I recently read 2K to 10K: Writing Faster, Writing Better, Writing More of What You Love by Rachel Aaron.
Most of the information in this book is available free on her blog in various posts (look for the most popular posts).
Even though I had read most of the info on her blog before, I was more than happy to pay a mere 99 cents to have it all in one place on my kindle.
I recommend this book (or the blog posts) to any writer who wants to write faster. Since I don't know any writers who would like to write slower, I'm going to assume that means everyone who writes.
For me, this is the sort of book that I could pick up and flip through every few weeks and find a new bit of info that is helpful for whatever I am trying to write at the time.
When I read the book last week I was in the process of starting another Regency spanking story. I thought the idea was brilliant, but I just couldn't get it going. I was way behind on my writing goals and hated myself for being so unproductive.

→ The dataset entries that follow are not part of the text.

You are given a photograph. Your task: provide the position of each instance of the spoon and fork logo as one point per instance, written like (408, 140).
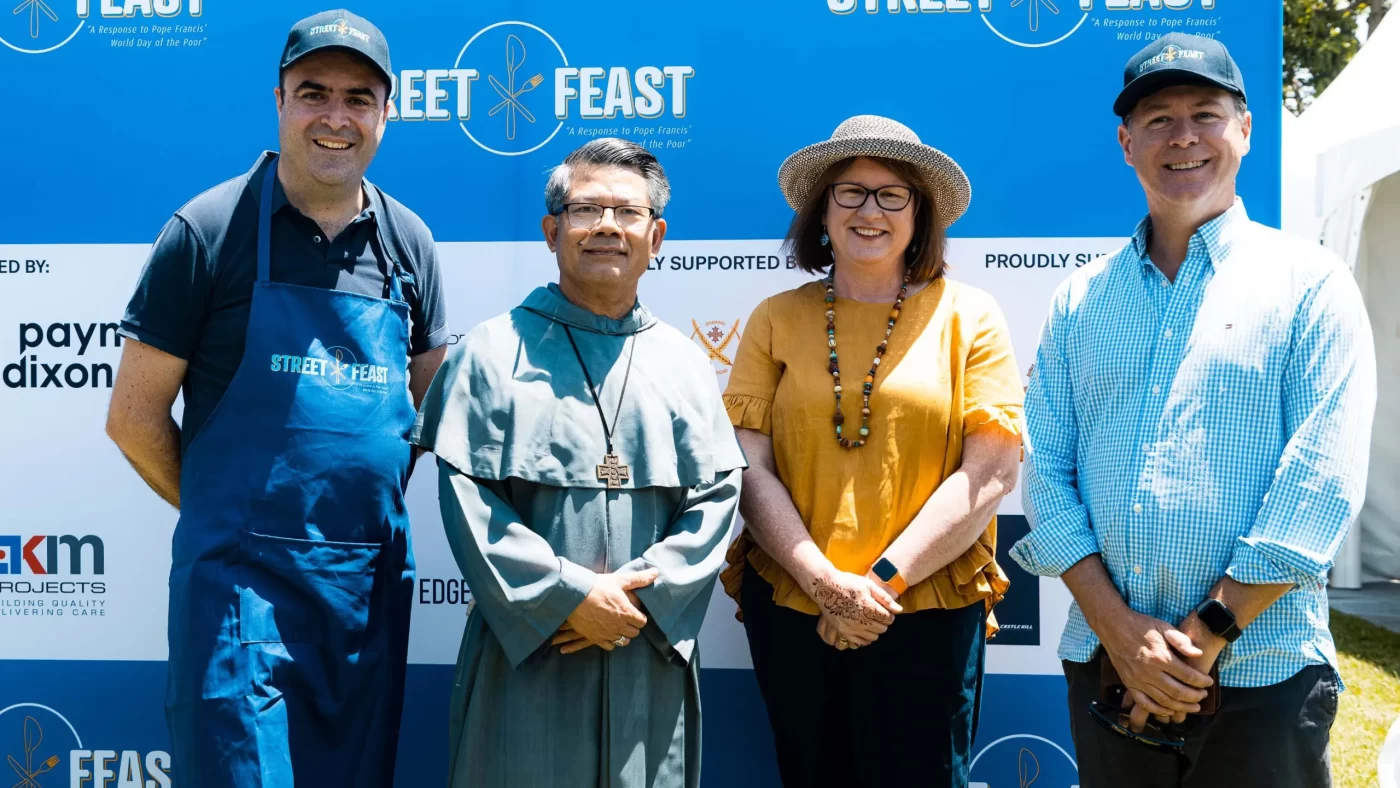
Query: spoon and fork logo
(510, 97)
(28, 773)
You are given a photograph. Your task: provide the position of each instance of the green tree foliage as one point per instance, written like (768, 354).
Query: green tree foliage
(1319, 39)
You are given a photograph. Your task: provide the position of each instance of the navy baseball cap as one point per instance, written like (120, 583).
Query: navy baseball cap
(1178, 59)
(338, 30)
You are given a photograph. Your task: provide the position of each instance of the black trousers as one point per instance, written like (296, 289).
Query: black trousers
(1271, 736)
(900, 711)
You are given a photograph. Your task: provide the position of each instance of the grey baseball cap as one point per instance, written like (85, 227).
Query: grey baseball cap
(1178, 59)
(339, 30)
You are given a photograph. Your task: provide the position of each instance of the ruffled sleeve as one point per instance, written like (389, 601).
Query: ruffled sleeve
(753, 380)
(749, 413)
(991, 384)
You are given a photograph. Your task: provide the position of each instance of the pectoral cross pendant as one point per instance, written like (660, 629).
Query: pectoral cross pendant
(612, 470)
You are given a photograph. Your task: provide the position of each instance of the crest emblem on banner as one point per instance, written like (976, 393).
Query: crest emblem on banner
(720, 342)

Aaron asserts there are three core elements needed to write efficiently: Time, Knowledge and Enthusiasm.
I generally have enough time to write, so for me, the other two items were the problems.

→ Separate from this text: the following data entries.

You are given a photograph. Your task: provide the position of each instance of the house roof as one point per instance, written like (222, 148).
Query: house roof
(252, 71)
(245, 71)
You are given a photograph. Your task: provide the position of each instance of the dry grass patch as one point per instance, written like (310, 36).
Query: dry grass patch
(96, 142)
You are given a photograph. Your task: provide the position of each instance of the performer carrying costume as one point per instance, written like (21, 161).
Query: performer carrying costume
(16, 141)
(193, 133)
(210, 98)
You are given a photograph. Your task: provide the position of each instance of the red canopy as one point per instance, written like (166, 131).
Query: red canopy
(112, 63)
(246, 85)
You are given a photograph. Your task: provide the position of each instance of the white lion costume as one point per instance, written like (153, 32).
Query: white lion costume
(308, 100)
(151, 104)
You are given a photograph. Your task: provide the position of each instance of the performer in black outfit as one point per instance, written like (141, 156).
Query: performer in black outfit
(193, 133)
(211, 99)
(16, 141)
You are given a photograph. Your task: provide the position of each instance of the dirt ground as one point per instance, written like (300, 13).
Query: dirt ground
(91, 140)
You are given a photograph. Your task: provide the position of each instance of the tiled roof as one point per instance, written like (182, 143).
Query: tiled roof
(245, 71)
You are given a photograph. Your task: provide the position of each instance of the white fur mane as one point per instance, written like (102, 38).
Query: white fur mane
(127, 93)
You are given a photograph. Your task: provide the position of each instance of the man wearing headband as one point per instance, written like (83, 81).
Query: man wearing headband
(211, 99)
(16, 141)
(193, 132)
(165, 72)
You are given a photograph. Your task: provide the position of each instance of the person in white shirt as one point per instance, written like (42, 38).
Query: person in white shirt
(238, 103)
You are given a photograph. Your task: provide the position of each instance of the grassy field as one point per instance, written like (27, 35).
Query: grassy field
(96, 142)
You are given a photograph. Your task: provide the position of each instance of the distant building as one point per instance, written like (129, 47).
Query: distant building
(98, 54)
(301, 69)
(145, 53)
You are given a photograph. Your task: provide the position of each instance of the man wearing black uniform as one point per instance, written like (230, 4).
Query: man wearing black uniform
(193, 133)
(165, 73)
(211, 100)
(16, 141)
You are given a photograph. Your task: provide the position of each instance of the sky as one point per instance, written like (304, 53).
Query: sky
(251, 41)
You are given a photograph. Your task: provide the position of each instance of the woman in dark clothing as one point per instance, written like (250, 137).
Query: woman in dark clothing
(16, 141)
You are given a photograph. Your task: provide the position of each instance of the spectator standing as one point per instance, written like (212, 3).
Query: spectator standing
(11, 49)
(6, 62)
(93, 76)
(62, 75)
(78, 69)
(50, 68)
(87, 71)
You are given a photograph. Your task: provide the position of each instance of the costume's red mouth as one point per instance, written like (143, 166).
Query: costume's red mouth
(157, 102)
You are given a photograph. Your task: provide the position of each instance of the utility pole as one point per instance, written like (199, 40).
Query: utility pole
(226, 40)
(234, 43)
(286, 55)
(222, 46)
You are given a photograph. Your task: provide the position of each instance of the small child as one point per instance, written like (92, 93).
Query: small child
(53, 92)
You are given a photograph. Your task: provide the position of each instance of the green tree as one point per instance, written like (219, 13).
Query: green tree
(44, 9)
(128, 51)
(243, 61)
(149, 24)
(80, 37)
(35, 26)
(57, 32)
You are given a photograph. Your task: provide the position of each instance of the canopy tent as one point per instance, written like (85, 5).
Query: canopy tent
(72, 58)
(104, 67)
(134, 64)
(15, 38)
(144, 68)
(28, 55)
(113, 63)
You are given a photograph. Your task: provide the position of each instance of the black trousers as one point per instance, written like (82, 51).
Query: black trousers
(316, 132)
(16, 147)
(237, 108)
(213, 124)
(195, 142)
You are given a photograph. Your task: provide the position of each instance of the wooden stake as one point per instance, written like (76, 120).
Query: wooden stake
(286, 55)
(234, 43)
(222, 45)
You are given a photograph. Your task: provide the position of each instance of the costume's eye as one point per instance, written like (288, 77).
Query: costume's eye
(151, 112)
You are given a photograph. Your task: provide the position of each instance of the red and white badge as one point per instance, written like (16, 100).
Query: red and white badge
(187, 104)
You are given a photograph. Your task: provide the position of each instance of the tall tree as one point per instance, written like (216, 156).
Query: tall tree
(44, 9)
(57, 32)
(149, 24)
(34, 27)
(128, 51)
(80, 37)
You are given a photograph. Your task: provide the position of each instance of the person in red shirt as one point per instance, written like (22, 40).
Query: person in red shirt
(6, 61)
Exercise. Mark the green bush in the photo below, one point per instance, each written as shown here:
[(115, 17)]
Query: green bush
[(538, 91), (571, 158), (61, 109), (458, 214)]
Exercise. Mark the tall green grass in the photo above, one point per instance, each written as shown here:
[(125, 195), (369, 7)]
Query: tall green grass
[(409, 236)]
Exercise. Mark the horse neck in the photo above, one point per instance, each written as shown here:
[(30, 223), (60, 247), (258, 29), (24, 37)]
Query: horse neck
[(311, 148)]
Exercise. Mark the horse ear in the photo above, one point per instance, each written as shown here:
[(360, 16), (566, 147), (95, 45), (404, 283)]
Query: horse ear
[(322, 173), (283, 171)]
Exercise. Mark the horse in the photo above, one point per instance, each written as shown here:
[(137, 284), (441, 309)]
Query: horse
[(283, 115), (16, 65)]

Knowledge---for me this includes two things 1. knowing what I'm going to write when I sit down to write it and 2. since I have been working on another Regency, proper historical knowledge so that I don't have to stop in the middle of a paragraph to look up the rules to a card game or what would be a good name for a minor character.
Generally, I sit down at the computer and think "Okay, what's next?" If I haven't thought about it before I sit down, you can see how there's going to be a fair amount of unproductive time spent asking myself what's next.
The Rachel Aaron method is to stop before you run out of story for the day, then jot down what you're going to write next time.
What? Plan ahead? Think about my next scene for the next few hours until I start writing again?
One of the points that Rachel Aaron makes in her book, and I'm paraphrasing, is if you aren't excited about writing it, maybe it's not the story for you. Write the story that excites you.
Now I have started a different story and I'm excited about it. I was excited about the other idea, but I'm not so sure I had a story in mind. Does that make sense? And I might get excited about that other story another time. Who knows?
She also suggests that you find the nugget of something that excites you about every scene and focus on that. If you aren't excited about writing a particular scene, then why are you writing it.
I hope you'll check out her blog or book and if do, let me know how it works for you.